I am using Spark 2.1.1. I have very complex query written in Spark SQL, which I am trying to optimise. For a section, I am trying to use broadcast join. But even though I have set:

spark.sql.autoBroadcastJoinThreshold=1073741824

which is 1GB, I see that the spark generated physical plan for this section of execution is still using SortMergeJoin. Do you have any insights why broadcast join is not used, even though one side's size is shown much lesser (in MB's) on Spark UI -> SQL tab?
My SQL code section for the affected portion looks like:

-- Preceding SQL
(
SELECT  /*+ BROADCAST (a) */   -- Size of a is within broadcast threshold as per UI
     a.id,
     big.gid
 FROM
     (SELECT DISTINCT(id) AS id FROM a_par WHERE gid IS NULL) a
 JOIN
    big ON (a.id=big.id)
)
-- Succeeding SQL

The Spark UI screen that corroborates is below:

2

2 Answers

5
votes

Spark doesn't support adaptive execution. It doesn't change the execution plan based on the intermediate statistics(like size, max, min etc) after a stage is completed. So once the plan is generated in before query execution, its not changed. So you would see the same plan.
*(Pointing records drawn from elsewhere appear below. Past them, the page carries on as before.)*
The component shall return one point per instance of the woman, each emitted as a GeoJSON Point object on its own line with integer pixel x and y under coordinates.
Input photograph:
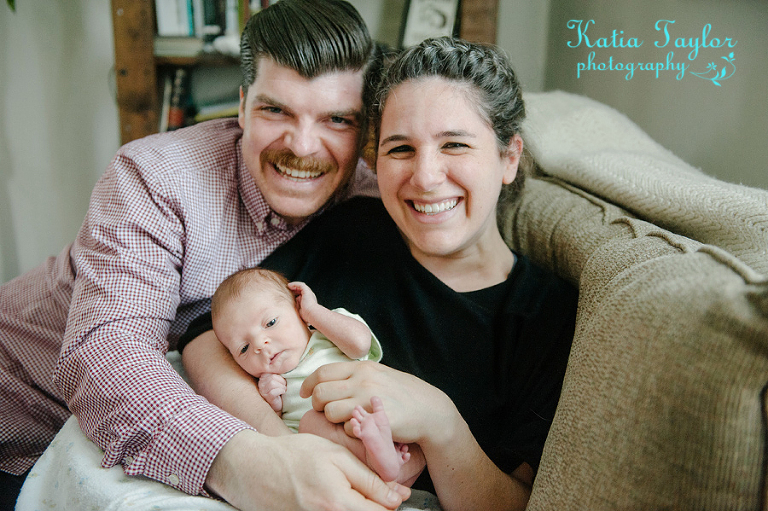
{"type": "Point", "coordinates": [475, 337]}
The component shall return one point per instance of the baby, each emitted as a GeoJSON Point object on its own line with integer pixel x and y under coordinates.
{"type": "Point", "coordinates": [263, 320]}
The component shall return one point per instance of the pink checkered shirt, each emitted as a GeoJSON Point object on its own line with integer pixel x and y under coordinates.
{"type": "Point", "coordinates": [173, 215]}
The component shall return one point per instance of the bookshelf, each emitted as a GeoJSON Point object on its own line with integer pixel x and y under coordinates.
{"type": "Point", "coordinates": [137, 69]}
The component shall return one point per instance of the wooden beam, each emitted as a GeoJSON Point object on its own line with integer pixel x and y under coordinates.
{"type": "Point", "coordinates": [137, 102]}
{"type": "Point", "coordinates": [478, 20]}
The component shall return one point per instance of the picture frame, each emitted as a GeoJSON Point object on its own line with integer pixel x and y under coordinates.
{"type": "Point", "coordinates": [428, 18]}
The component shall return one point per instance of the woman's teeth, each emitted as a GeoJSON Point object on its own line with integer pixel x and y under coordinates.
{"type": "Point", "coordinates": [433, 209]}
{"type": "Point", "coordinates": [299, 174]}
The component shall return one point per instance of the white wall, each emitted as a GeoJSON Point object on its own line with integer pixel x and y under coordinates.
{"type": "Point", "coordinates": [58, 123]}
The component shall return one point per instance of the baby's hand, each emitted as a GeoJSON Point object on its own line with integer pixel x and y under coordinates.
{"type": "Point", "coordinates": [272, 387]}
{"type": "Point", "coordinates": [305, 298]}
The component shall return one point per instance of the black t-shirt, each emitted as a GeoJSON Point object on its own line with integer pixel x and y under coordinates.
{"type": "Point", "coordinates": [499, 353]}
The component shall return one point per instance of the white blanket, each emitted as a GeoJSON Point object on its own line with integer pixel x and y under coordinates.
{"type": "Point", "coordinates": [69, 476]}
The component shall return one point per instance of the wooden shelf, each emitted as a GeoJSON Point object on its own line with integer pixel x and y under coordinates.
{"type": "Point", "coordinates": [136, 67]}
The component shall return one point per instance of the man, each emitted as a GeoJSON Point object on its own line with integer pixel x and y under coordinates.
{"type": "Point", "coordinates": [173, 215]}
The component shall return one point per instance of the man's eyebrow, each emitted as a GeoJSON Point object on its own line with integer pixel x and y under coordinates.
{"type": "Point", "coordinates": [261, 98]}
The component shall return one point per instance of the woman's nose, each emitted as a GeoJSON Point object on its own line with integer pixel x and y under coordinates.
{"type": "Point", "coordinates": [427, 173]}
The reason why spark is not broadcasting the left table is because of the missing statistics of your sub query. The way I overcame this issue is by caching the results of your query. This helps spark to optimize the plan.

In your case, you can do something like :

CACHE TABLE cached_a as SELECT DISTINCT(id) AS id FROM a_par WHERE gid IS NULL;

SELECT
     a.id,
     big.gid
 FROM
      cached_a
 JOIN
    big ON (a.id=big.id)
2
votes

Below is as per my observations and the way I made it work:

In spark 2.1:

  • In SparkSql :

    • Broadcast hint is of NO use
    • Spark applies BroadcastHashJoin only if it can compute the size of the dataframe (as per an earlier answer).
    • This will happen only if one of the Join side is a bare table(in my case, hive table)
  • In SparkShell :

    • We can enforce a dataframe to be broadcasted using broadcast(df)
    • If DF is not small enough as per thresholds set, it will fail the whole job.

So, in short, I couldn't find anyway to achieve it though only Spark SQL. I had to introduce a broadcast(df) to enforce the broadcast join.